更多的研究发表了关于凝乳特性的数据,评估了凝乳在奶酪制作中的重要性,但通常缺乏对这些特性在实际应用中的重要性的分析。我们用不同的酶制剂研究了牛奶凝乳在切割凝乳时的行为。重点研究了凝块凝结时间、凝块粘度、凝块结构特性和凝块切割时乳清分离率等可测量的特性。凝血时间相差约5分钟。研究凝乳的性质,我们发现用CHY MAX®M 1000和NATUREN®Premium 145酶凝结的样品的硬度有显著差异。其他属性没有显着差异,但在某些情况下差异是显著的。发现的差异,例如大约。5%乳清分离率的差异以及粘附力和粘附性的不同趋势证实了应该进行这样的研究。总结了不同酶在实际生产中对奶酪制作工艺的影响。从各方面考虑,在我们的研究中,CHY MAX®M 1000酶似乎是最好的。

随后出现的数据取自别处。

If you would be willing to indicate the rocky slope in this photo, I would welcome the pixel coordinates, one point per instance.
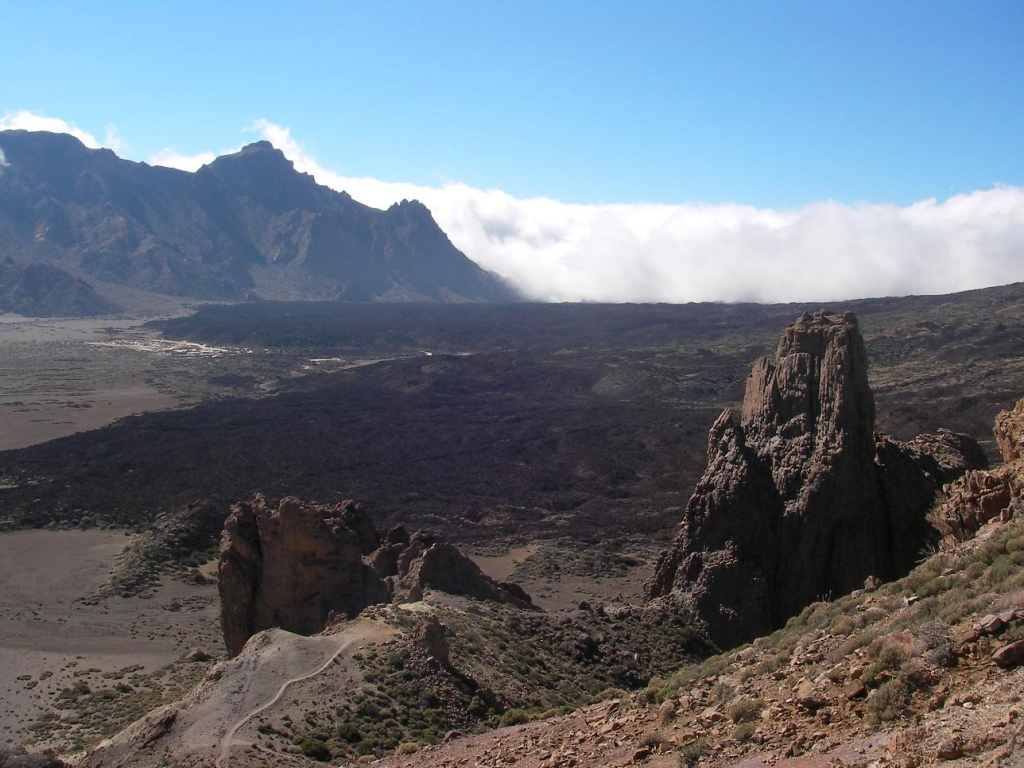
(800, 499)
(44, 291)
(298, 565)
(247, 224)
(915, 674)
(981, 496)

本文章由计算机程序翻译,如有差异,请以英文原文为准。
Effect of different commercial enzymes on the clotting of milk and certain properties of curd
More researches published data about the milk curd properties, evaluated the importance in the cheese making, but an analysis of importance of these properties in practical applications is usually lacking. We investigate the milk curd behaviour using different enzyme preparations at the cutting of curd. We focused on the well measurable properties as clotting time, viscosity of curd, texture properties an whey separation rate of cur at cutting time. Approximately five minutes difference was determined between the clotting times. Investigated the curd properties we found significant differences between the hardness on samples clotted with CHY MAX® M 1000 and NATUREN® Premium 145 enzymes. Other properties did not show significant differences, but in some case differences were remarkable. Discovered differences e.g. approx. 5% whey separation rate difference and the different trends of adhesive force and adhesiveness confirm that such studies should be carried out. Summarized effect of different enzymes can alter the cheese making technology in the practice, significantly. Considering every aspect, in our investigation the CHY MAX® M 1000 enzyme seemed the best.